I was recently in Japan and the non-stop anti-foreigner rhetoric was exhausting and ridiculous for a country that freely invites 40,000,000 tourists a year to visit. If it was a real problem they would cap those numbers, but of course Japan needs the money. So instead the system is apparently to invite us all to visit and then complain relentlessly when people occasionally litter or don’t stand in the right queue or don’t speak Japanese. It’s even our fault that rice is expensive, apparently (not a bad harvest followed by abuse of oligopoly control of the rice market, for example…).

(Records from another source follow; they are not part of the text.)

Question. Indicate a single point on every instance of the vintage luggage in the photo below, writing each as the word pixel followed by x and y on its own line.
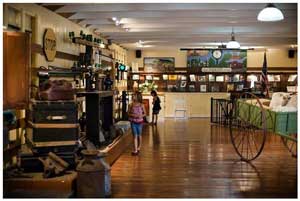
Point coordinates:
pixel 56 112
pixel 29 161
pixel 53 90
pixel 39 133
pixel 55 147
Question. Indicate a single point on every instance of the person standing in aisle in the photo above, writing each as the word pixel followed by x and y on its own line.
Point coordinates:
pixel 136 112
pixel 156 107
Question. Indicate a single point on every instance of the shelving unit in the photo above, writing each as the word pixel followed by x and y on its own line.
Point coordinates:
pixel 207 82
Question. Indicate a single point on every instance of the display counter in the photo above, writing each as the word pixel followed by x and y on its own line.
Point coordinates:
pixel 185 105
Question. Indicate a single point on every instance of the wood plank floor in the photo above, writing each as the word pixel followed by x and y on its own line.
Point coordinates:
pixel 194 159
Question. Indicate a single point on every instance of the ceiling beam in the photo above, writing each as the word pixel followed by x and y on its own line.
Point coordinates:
pixel 163 14
pixel 169 7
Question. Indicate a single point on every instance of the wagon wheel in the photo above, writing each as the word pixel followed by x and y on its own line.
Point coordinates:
pixel 291 144
pixel 248 127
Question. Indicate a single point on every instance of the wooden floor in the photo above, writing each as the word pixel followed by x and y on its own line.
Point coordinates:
pixel 194 159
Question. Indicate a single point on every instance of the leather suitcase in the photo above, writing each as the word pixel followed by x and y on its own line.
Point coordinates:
pixel 58 112
pixel 40 133
pixel 30 162
pixel 53 90
pixel 55 147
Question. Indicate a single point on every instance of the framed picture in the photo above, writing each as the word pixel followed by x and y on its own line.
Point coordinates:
pixel 165 77
pixel 159 64
pixel 277 78
pixel 211 78
pixel 156 78
pixel 191 87
pixel 135 77
pixel 252 78
pixel 220 78
pixel 230 87
pixel 292 78
pixel 202 78
pixel 215 88
pixel 236 77
pixel 192 78
pixel 172 77
pixel 239 87
pixel 227 78
pixel 183 84
pixel 149 77
pixel 270 78
pixel 183 77
pixel 203 88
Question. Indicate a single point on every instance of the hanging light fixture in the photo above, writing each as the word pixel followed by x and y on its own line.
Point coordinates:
pixel 270 14
pixel 233 44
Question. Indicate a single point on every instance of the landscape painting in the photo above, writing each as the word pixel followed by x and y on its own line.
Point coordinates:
pixel 234 59
pixel 159 64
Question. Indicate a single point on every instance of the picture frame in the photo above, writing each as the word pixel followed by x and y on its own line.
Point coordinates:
pixel 236 78
pixel 203 88
pixel 292 78
pixel 183 84
pixel 149 77
pixel 277 78
pixel 230 87
pixel 172 77
pixel 220 78
pixel 135 77
pixel 271 78
pixel 211 78
pixel 182 77
pixel 156 78
pixel 202 78
pixel 192 78
pixel 239 87
pixel 191 87
pixel 159 64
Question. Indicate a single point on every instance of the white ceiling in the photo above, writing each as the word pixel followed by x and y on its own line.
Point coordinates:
pixel 184 25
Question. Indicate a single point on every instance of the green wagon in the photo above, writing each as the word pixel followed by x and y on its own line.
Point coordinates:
pixel 251 120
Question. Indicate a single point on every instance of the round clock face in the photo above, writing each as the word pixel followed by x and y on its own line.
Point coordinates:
pixel 217 54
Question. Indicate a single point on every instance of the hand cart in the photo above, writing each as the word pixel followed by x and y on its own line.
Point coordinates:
pixel 250 121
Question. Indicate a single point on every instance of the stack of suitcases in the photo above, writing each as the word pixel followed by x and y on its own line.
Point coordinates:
pixel 52 127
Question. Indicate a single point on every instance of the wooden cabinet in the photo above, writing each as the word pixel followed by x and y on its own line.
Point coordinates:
pixel 16 59
pixel 196 104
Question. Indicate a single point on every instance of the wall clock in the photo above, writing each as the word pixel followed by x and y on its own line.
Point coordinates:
pixel 217 54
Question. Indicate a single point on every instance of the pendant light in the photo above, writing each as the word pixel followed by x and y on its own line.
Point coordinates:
pixel 233 44
pixel 270 14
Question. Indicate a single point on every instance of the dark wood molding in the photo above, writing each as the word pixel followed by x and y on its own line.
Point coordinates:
pixel 37 48
pixel 53 8
pixel 282 69
pixel 66 15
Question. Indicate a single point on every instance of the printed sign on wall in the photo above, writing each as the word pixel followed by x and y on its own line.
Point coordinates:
pixel 49 44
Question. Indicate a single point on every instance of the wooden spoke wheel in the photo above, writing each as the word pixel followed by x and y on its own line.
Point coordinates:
pixel 291 145
pixel 248 126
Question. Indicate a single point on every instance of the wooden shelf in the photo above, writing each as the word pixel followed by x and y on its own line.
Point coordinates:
pixel 80 41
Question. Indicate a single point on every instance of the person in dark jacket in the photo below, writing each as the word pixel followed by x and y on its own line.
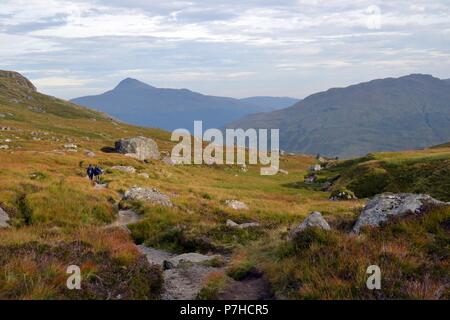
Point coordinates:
pixel 90 172
pixel 97 172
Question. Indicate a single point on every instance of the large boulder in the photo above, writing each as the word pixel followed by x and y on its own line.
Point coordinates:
pixel 314 220
pixel 139 147
pixel 193 257
pixel 4 219
pixel 127 169
pixel 234 225
pixel 386 206
pixel 236 205
pixel 150 195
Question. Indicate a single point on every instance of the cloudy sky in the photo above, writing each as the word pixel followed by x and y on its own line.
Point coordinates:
pixel 233 48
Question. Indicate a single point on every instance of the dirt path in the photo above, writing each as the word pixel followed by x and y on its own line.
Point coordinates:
pixel 187 273
pixel 184 274
pixel 125 218
pixel 254 287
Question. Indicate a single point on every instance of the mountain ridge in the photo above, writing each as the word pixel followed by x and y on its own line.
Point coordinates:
pixel 138 103
pixel 380 115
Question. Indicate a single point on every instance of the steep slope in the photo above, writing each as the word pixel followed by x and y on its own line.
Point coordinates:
pixel 267 104
pixel 380 115
pixel 137 103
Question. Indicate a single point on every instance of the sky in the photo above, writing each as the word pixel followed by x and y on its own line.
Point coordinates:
pixel 236 48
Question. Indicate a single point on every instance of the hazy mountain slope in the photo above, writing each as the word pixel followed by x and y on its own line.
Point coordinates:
pixel 380 115
pixel 137 103
pixel 270 103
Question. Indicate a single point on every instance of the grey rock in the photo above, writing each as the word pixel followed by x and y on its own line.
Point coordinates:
pixel 71 146
pixel 125 218
pixel 190 258
pixel 236 205
pixel 232 224
pixel 310 179
pixel 127 169
pixel 315 219
pixel 139 147
pixel 386 206
pixel 150 195
pixel 4 219
pixel 155 256
pixel 89 154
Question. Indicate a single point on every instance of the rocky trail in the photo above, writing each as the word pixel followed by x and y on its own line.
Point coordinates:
pixel 184 274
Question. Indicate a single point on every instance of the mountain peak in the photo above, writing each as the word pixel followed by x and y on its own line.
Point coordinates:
pixel 20 80
pixel 132 83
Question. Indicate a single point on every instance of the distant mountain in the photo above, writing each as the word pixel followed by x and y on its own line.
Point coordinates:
pixel 380 115
pixel 270 103
pixel 138 103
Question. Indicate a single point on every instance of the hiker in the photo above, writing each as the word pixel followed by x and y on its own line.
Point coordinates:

Of course it was also noticeable that half the menial jobs were being done by evil foreigners (see also: Australia; UK; USA).
On a related note, is the future of the UK for Reform to win the next election, drive the country over a cliff and cause everyone to come to their senses? But will the UK system prove any more resilient than the US if Reform tries Trump/Orban style distortion of democracy, particularly given the lack of a proper upper house and lack of a proper constitution?
As for the US special elections and polling, I’m fascinated that anyone continues to analyse these things as though there’s going to be free and fair midterms. Surely the only relevant data point is the extent to which Trump manages to corrupt the results?
Patrick Batemansays:
Thursday, February 12, 2026 at 1:54 pm
“Predictions about the next few years for Japan?”
1. Bad for their economy.
2. Less bad than most expect.
Patrick Bateman
What have you been drinking? Can we all have some?
Japan
Excellent result, meaning there should be little to no constraint to the PM’s plan to accelerate defence spending and be the much-needed counterweight to China in the region (allied with the US of course, thankfully). Whilst South Korea is useful, Japan packs a lot more punch and is particularly near to Taiwan.
UK
Gorton and Denton by-election
Greens are favourites – the seat’s demographics are fairly tailor-made for them, especially at a time when they’re polling more than double nationally, what they got at the last election.
They will probably benefit from the ‘stop Reform’ vote coalescing around them, but they are capable of tripping over their own shoelaces judging by some aspects of their campaign so far – so that accolade may instead usher Labour over the line.
If it truly remains unclear who is best placed and voters vote according to preference, then Reform have a chance of winning – but with the Muslim vote endorsing Greens en bloc, they are probably still favourites. Especially with Worker’s Party and Your Party (Corbyn) choosing to sit it out in a seat with such favourable demographics for them, so as to give Greens a clear run without dividing the communist & Muslim voting blocs (which have massive crossover, as is probably obvious).
Overall, these 3 parties could finish in any order but I think Labour is most likely to finish 3rd, and Reform most likely to finish 2nd regardless of whether Green or Labour come 1st.
Turnout will be key, and likely high for a UK by-election in a low-% voting seat.
On Friday (US time) the Virginia Supreme Court allowed the April referendum on the constitutional amendment to go forward but has scheduled a briefing schedule on an appeal against the lower court ruling with a hearing to take place at a later date.
Peter mares
Reform is labelled as ‘far right’ because it IS a far right party.